The term “Social Media” is a mere label that is too focused on the tools. And because of that it is imprecise and insufficient for our purposes in the world of business. It doesn’t really fit what we are trying to achieve. What does it mean for us? Community management? Facebook marketing? Twitter offers? YouTube videos? Social PR? Content marketing? More? All of them?
It’s too broad and fails to get to the heart of the matter.
Businesses are out of the loop.
In today’s commercial landscape we need to recognise that our customers have adopted (at astonishing rates) social networking practices and are carrying on conversations about us, our products, competitors and industries. Without us. Happily without us, actually. In fact, after years of being fed a load of marketing crap (who believes that that soap powder really is “new and improved” anyway?), consumers are disinclined even to trust us. We need to pay better attention.
Today we as businesses are presented with an opportunity to use the social networks to help us truly service our customers; to truly follow the old cliché adage that “the customer is number one”. We have an opportunity to actually put the customer at the centre of the business; to give them the involvement that they increasingly demand.
Social CRM
Customers control the conversation. How does the company respond? Social CRM (or becoming a social business) means moving beyond listening and engaging with customers to gleaning real, actionable insights that will help a business make their customers’ experiences better – better customer service, better communication, better support, better marketing, better products.

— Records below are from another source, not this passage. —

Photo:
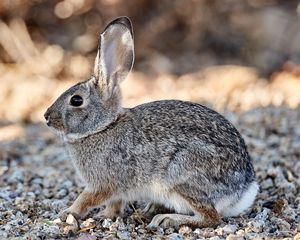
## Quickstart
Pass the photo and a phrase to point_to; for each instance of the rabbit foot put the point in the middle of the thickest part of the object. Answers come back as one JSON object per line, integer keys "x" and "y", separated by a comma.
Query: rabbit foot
{"x": 112, "y": 210}
{"x": 177, "y": 220}
{"x": 164, "y": 220}
{"x": 152, "y": 209}
{"x": 64, "y": 214}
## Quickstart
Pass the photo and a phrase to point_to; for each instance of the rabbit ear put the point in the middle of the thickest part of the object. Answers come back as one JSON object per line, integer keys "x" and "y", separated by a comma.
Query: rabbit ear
{"x": 115, "y": 54}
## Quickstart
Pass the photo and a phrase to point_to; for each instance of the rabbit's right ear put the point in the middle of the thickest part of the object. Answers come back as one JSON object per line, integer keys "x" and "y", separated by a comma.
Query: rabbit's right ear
{"x": 115, "y": 54}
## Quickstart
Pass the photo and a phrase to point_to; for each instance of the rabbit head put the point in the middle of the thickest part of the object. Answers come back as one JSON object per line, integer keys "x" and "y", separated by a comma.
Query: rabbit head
{"x": 90, "y": 106}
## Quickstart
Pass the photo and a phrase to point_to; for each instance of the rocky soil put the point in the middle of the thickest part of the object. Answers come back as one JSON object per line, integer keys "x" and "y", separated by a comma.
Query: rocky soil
{"x": 37, "y": 181}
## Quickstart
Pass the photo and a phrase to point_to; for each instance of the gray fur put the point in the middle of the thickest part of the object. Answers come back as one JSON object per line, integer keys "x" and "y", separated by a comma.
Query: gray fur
{"x": 186, "y": 147}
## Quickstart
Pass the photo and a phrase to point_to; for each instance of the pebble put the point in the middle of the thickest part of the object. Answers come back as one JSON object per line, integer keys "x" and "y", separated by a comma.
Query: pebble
{"x": 229, "y": 228}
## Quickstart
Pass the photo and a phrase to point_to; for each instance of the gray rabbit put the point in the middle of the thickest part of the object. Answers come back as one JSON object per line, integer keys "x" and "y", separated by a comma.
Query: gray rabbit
{"x": 180, "y": 155}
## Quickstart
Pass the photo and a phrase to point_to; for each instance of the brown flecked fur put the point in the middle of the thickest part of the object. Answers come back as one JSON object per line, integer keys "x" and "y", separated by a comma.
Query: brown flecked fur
{"x": 181, "y": 155}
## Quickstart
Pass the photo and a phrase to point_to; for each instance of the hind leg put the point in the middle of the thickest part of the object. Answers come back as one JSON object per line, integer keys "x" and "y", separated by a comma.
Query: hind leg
{"x": 205, "y": 215}
{"x": 112, "y": 210}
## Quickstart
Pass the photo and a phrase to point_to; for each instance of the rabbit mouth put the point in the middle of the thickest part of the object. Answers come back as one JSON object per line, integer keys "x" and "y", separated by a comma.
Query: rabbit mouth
{"x": 55, "y": 124}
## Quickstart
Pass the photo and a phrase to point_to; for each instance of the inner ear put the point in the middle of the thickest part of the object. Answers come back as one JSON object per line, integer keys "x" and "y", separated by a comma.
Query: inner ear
{"x": 115, "y": 54}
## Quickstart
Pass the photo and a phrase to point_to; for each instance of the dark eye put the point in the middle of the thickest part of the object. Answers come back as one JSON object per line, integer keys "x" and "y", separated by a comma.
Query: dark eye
{"x": 76, "y": 101}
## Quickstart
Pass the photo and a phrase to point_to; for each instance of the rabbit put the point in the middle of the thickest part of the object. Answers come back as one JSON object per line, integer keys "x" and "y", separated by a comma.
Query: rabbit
{"x": 176, "y": 154}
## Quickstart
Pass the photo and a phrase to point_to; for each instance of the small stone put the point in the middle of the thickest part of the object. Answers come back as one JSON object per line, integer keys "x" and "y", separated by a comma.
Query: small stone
{"x": 71, "y": 220}
{"x": 70, "y": 229}
{"x": 234, "y": 237}
{"x": 297, "y": 237}
{"x": 61, "y": 193}
{"x": 215, "y": 238}
{"x": 175, "y": 236}
{"x": 107, "y": 223}
{"x": 123, "y": 235}
{"x": 185, "y": 230}
{"x": 268, "y": 183}
{"x": 57, "y": 221}
{"x": 88, "y": 222}
{"x": 169, "y": 231}
{"x": 230, "y": 228}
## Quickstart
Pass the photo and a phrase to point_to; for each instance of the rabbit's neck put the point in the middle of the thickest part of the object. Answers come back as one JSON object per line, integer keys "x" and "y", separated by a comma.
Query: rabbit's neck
{"x": 73, "y": 138}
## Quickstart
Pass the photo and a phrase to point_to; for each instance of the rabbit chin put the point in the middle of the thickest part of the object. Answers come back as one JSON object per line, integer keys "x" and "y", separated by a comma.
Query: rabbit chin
{"x": 57, "y": 131}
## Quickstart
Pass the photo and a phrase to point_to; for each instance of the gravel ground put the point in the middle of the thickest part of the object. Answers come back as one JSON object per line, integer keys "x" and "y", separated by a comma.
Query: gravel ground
{"x": 37, "y": 180}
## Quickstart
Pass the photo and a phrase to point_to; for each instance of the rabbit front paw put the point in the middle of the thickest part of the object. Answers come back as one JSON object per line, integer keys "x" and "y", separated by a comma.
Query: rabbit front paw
{"x": 64, "y": 214}
{"x": 112, "y": 210}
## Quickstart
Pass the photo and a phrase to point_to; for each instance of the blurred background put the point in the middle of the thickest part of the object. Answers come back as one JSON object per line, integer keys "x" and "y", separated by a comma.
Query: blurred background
{"x": 231, "y": 55}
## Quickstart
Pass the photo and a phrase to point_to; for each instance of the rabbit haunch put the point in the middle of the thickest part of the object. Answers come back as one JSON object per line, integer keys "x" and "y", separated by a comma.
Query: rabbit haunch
{"x": 178, "y": 154}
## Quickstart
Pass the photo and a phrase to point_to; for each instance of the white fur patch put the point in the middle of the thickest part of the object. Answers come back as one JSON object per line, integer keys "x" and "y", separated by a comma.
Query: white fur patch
{"x": 228, "y": 207}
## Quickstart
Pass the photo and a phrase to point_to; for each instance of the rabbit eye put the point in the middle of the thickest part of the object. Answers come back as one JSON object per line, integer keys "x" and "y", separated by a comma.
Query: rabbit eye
{"x": 76, "y": 101}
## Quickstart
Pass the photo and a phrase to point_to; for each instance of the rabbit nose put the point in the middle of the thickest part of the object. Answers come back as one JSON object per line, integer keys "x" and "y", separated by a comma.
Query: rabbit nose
{"x": 47, "y": 116}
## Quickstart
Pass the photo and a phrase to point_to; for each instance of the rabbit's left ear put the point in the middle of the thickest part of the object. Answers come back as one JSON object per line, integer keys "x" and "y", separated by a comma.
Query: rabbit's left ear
{"x": 115, "y": 54}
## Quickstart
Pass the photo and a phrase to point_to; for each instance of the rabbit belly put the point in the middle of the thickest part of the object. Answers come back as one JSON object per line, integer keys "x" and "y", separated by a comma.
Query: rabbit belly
{"x": 159, "y": 193}
{"x": 229, "y": 207}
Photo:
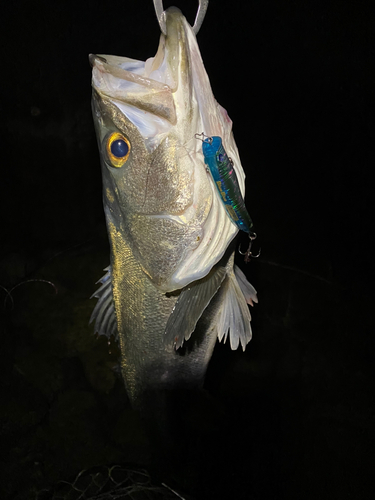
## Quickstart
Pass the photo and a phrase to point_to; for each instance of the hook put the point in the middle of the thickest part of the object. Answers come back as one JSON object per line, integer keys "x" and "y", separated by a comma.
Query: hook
{"x": 248, "y": 255}
{"x": 204, "y": 138}
{"x": 159, "y": 9}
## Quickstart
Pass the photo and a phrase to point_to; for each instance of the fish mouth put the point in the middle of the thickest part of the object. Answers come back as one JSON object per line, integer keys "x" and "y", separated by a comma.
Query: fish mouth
{"x": 169, "y": 97}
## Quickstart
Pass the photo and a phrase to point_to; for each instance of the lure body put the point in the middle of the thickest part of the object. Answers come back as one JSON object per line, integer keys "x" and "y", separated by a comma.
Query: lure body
{"x": 225, "y": 179}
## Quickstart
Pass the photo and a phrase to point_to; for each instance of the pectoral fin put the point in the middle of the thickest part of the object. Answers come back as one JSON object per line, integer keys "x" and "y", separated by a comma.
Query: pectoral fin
{"x": 190, "y": 305}
{"x": 104, "y": 311}
{"x": 234, "y": 315}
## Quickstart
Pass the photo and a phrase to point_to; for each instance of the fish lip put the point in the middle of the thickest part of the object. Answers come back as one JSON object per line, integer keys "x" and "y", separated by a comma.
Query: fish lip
{"x": 94, "y": 57}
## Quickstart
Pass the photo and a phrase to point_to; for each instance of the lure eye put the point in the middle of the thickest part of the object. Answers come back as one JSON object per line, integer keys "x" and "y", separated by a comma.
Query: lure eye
{"x": 118, "y": 149}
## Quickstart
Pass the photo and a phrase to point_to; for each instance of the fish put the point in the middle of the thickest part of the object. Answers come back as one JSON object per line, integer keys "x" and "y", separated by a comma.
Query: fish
{"x": 172, "y": 288}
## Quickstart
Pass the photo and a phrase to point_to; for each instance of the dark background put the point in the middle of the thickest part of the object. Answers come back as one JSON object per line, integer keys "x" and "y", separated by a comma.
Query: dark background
{"x": 295, "y": 415}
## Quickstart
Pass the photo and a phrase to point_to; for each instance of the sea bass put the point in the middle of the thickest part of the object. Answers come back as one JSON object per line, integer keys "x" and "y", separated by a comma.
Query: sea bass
{"x": 172, "y": 287}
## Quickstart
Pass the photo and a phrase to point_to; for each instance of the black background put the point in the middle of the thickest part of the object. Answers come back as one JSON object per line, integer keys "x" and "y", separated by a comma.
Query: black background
{"x": 298, "y": 81}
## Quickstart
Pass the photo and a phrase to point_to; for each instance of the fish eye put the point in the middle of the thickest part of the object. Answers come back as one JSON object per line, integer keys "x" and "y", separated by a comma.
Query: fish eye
{"x": 118, "y": 149}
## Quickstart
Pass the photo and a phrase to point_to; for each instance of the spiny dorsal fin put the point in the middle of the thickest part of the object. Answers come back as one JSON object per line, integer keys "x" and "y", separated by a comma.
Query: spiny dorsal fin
{"x": 104, "y": 311}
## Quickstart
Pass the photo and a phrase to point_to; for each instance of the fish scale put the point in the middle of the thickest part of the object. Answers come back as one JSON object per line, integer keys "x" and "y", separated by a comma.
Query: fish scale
{"x": 174, "y": 286}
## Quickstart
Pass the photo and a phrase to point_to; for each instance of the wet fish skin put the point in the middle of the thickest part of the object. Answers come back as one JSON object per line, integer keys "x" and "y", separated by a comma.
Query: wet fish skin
{"x": 167, "y": 229}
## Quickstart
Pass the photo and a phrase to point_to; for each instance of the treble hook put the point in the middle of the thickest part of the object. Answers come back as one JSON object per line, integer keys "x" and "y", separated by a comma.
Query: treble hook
{"x": 204, "y": 138}
{"x": 159, "y": 9}
{"x": 248, "y": 255}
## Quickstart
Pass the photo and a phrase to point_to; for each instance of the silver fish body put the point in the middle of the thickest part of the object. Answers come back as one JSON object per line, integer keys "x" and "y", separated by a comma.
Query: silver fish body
{"x": 171, "y": 289}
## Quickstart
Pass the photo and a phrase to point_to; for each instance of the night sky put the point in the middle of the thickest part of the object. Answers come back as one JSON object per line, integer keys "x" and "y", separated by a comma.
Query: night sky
{"x": 298, "y": 80}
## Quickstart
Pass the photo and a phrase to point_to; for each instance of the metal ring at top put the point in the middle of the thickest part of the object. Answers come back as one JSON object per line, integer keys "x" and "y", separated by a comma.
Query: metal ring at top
{"x": 159, "y": 9}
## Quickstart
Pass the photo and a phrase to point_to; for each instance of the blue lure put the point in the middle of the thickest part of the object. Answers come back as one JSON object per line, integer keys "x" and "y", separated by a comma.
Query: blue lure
{"x": 222, "y": 171}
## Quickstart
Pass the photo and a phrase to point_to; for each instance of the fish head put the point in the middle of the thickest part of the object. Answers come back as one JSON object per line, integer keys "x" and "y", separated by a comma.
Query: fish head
{"x": 157, "y": 193}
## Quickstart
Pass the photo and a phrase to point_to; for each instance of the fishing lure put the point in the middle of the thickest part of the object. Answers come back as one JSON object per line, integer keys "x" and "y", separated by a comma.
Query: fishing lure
{"x": 220, "y": 165}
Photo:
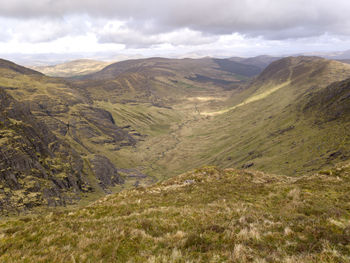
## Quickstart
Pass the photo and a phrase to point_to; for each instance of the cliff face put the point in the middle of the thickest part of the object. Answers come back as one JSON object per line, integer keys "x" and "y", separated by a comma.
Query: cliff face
{"x": 35, "y": 166}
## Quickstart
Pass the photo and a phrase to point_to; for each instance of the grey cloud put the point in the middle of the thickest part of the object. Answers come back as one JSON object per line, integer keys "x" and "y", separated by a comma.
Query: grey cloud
{"x": 273, "y": 19}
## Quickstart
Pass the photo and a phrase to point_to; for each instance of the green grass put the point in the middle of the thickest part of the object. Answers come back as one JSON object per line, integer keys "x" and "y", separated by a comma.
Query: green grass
{"x": 207, "y": 215}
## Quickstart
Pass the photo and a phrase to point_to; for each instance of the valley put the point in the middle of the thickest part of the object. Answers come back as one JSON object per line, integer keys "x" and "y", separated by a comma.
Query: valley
{"x": 176, "y": 160}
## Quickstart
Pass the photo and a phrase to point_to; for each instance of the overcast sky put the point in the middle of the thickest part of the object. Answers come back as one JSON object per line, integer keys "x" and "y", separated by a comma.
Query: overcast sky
{"x": 118, "y": 29}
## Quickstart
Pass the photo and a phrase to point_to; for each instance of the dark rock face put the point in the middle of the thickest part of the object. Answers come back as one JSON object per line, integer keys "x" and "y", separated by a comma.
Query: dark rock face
{"x": 35, "y": 166}
{"x": 105, "y": 171}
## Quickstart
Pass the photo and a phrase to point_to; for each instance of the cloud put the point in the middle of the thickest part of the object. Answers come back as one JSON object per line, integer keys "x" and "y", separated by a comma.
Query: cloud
{"x": 273, "y": 19}
{"x": 118, "y": 32}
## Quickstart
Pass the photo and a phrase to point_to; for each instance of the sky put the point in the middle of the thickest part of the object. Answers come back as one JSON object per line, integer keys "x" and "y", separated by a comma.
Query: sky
{"x": 48, "y": 31}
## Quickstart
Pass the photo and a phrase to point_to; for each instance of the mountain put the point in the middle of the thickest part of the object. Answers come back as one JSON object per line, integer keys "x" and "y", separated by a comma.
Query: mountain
{"x": 41, "y": 160}
{"x": 347, "y": 61}
{"x": 266, "y": 127}
{"x": 205, "y": 215}
{"x": 72, "y": 68}
{"x": 259, "y": 61}
{"x": 337, "y": 55}
{"x": 141, "y": 121}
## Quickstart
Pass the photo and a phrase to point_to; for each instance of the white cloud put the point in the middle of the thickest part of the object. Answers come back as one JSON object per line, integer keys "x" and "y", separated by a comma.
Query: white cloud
{"x": 174, "y": 27}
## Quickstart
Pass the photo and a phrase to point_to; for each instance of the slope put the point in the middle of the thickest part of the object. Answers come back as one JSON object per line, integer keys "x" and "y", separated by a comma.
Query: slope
{"x": 207, "y": 215}
{"x": 72, "y": 68}
{"x": 265, "y": 128}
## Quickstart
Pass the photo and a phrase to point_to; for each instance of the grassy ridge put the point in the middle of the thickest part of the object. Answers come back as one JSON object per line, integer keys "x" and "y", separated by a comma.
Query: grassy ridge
{"x": 207, "y": 215}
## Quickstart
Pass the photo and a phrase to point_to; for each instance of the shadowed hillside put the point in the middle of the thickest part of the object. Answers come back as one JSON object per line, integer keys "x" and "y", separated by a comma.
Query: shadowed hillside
{"x": 73, "y": 68}
{"x": 141, "y": 121}
{"x": 206, "y": 215}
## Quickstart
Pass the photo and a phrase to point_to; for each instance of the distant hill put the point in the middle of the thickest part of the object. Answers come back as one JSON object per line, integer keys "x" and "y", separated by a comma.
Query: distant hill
{"x": 140, "y": 121}
{"x": 347, "y": 61}
{"x": 337, "y": 55}
{"x": 72, "y": 68}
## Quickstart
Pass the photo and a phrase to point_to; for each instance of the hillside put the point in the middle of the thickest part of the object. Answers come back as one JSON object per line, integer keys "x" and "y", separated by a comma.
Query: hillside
{"x": 142, "y": 121}
{"x": 259, "y": 61}
{"x": 265, "y": 129}
{"x": 72, "y": 68}
{"x": 207, "y": 215}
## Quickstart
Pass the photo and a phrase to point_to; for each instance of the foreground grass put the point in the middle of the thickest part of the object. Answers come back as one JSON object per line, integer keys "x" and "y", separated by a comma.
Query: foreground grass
{"x": 208, "y": 215}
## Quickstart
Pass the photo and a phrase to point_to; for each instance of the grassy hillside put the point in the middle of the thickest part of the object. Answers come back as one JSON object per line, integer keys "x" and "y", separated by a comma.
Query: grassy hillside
{"x": 207, "y": 215}
{"x": 266, "y": 128}
{"x": 155, "y": 118}
{"x": 73, "y": 68}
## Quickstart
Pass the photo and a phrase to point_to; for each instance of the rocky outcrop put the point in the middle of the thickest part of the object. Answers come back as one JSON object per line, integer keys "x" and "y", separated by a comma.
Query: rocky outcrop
{"x": 105, "y": 171}
{"x": 35, "y": 166}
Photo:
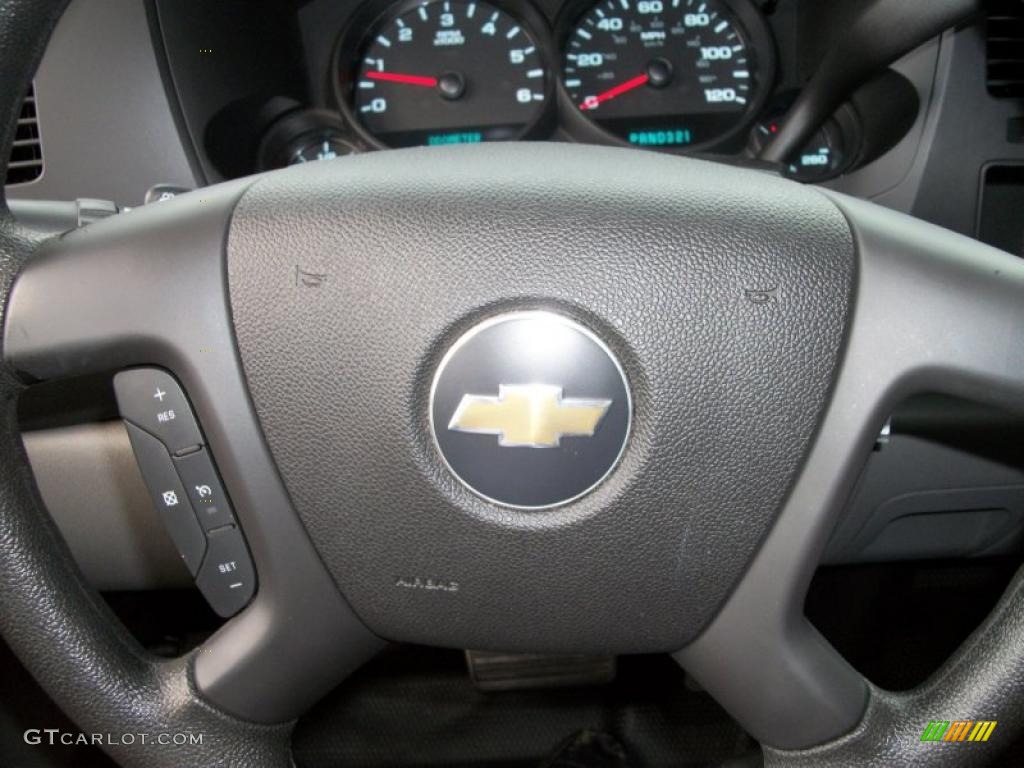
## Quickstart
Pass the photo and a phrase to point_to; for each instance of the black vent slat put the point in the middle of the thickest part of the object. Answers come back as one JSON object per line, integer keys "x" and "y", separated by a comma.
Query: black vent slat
{"x": 1005, "y": 49}
{"x": 26, "y": 163}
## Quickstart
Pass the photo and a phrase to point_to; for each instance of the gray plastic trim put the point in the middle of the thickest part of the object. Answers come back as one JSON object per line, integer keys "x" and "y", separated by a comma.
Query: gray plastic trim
{"x": 935, "y": 312}
{"x": 150, "y": 288}
{"x": 103, "y": 114}
{"x": 90, "y": 483}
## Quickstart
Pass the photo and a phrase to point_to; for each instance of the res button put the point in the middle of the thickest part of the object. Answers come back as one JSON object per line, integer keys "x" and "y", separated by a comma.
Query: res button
{"x": 151, "y": 398}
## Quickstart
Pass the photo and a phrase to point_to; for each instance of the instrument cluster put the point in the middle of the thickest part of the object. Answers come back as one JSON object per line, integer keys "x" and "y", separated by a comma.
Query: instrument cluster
{"x": 672, "y": 75}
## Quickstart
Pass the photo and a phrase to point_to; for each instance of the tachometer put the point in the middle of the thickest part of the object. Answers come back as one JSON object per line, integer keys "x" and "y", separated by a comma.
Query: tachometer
{"x": 668, "y": 73}
{"x": 449, "y": 72}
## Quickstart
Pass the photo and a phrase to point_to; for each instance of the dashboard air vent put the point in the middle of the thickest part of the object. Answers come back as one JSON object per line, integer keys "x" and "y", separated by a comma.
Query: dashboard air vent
{"x": 1005, "y": 46}
{"x": 27, "y": 153}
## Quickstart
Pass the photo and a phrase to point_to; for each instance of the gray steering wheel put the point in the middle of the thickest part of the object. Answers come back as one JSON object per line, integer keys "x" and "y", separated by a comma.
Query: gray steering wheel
{"x": 762, "y": 332}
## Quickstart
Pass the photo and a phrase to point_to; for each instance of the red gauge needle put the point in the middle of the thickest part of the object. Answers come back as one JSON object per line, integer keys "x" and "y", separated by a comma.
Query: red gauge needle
{"x": 393, "y": 77}
{"x": 592, "y": 101}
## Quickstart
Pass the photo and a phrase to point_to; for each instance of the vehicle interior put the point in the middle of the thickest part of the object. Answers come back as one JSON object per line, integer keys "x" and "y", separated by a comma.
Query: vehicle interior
{"x": 512, "y": 383}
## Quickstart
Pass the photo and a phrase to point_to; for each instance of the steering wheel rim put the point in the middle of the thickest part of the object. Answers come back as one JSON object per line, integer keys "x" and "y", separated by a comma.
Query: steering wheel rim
{"x": 822, "y": 714}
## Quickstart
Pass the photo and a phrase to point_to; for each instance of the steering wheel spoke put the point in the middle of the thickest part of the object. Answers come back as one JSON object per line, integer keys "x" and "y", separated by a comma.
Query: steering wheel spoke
{"x": 935, "y": 312}
{"x": 148, "y": 288}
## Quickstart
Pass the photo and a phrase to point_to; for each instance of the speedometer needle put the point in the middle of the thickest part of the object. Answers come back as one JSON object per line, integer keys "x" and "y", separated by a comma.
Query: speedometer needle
{"x": 393, "y": 77}
{"x": 591, "y": 102}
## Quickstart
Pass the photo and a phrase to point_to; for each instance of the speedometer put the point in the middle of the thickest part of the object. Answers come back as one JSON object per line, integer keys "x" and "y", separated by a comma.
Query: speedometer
{"x": 668, "y": 73}
{"x": 449, "y": 72}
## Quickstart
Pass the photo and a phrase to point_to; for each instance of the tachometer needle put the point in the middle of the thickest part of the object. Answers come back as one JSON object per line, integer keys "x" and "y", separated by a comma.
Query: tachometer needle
{"x": 591, "y": 102}
{"x": 393, "y": 77}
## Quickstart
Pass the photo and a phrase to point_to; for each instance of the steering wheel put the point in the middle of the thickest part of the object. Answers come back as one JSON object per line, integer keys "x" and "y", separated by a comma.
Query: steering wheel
{"x": 326, "y": 320}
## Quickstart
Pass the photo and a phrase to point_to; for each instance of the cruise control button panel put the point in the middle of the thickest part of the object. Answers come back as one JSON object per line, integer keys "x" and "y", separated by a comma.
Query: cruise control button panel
{"x": 169, "y": 496}
{"x": 186, "y": 491}
{"x": 226, "y": 578}
{"x": 152, "y": 399}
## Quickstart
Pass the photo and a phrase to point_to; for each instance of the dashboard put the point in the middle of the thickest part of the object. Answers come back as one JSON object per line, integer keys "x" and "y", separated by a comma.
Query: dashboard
{"x": 133, "y": 96}
{"x": 675, "y": 76}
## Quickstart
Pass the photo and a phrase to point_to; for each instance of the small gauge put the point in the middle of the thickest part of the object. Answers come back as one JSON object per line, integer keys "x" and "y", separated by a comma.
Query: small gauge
{"x": 324, "y": 146}
{"x": 672, "y": 74}
{"x": 821, "y": 158}
{"x": 446, "y": 72}
{"x": 304, "y": 136}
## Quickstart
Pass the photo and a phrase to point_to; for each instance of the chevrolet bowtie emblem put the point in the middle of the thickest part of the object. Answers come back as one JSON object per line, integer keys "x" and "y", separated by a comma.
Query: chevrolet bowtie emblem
{"x": 528, "y": 415}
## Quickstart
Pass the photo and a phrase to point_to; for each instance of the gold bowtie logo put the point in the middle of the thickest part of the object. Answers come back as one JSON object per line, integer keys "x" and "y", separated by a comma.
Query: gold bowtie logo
{"x": 528, "y": 415}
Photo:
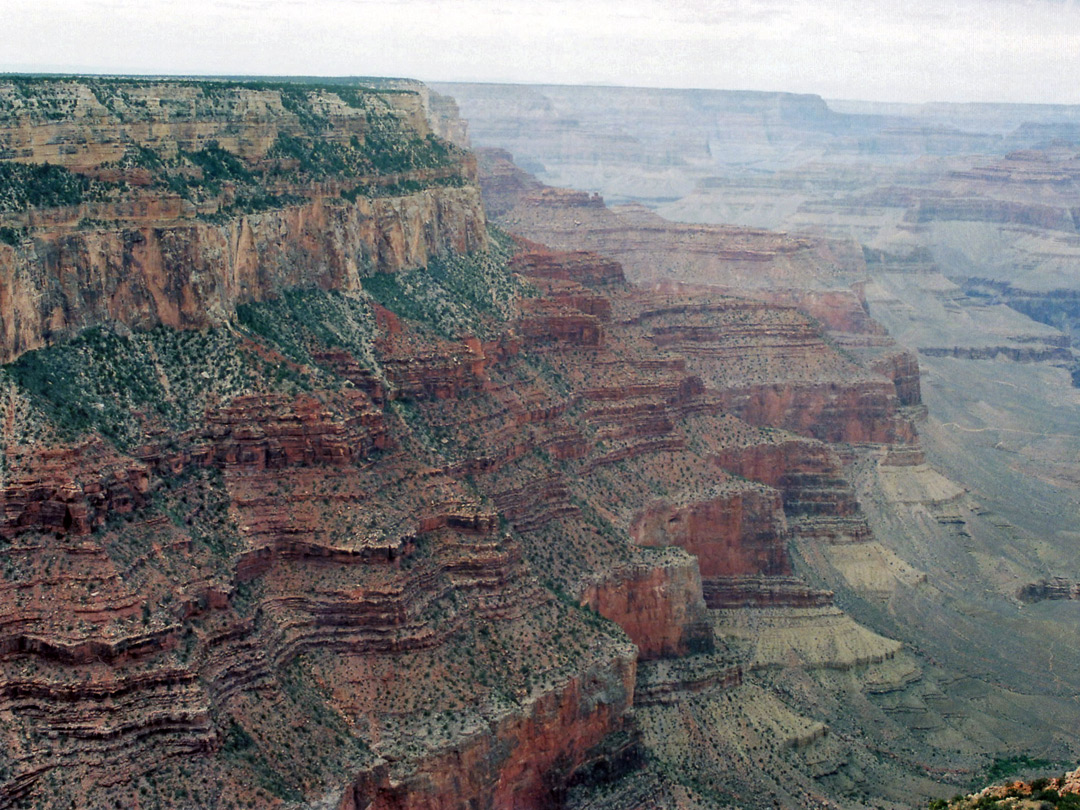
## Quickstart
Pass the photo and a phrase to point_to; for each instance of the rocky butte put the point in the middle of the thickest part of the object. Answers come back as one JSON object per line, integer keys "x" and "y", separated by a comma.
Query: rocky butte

Social CRM is about creating organisation-wide processes and structures to:
- take in all the data (unstructured, raw, semi-structured) from our listening and interaction
- analyse that data for what’s important and meaningful from the customer’s point of view
- feed those insights into the organisation to create better outcomes (or to enhance the successful existing outcomes)
- and then deliver those better outcomes.
It’s a cyclical process that demonstrates to customers that we value them and are paying attention.
The best marketing strategy is to deliver a remarkable customer experience. Why not let our customers tell us what that is?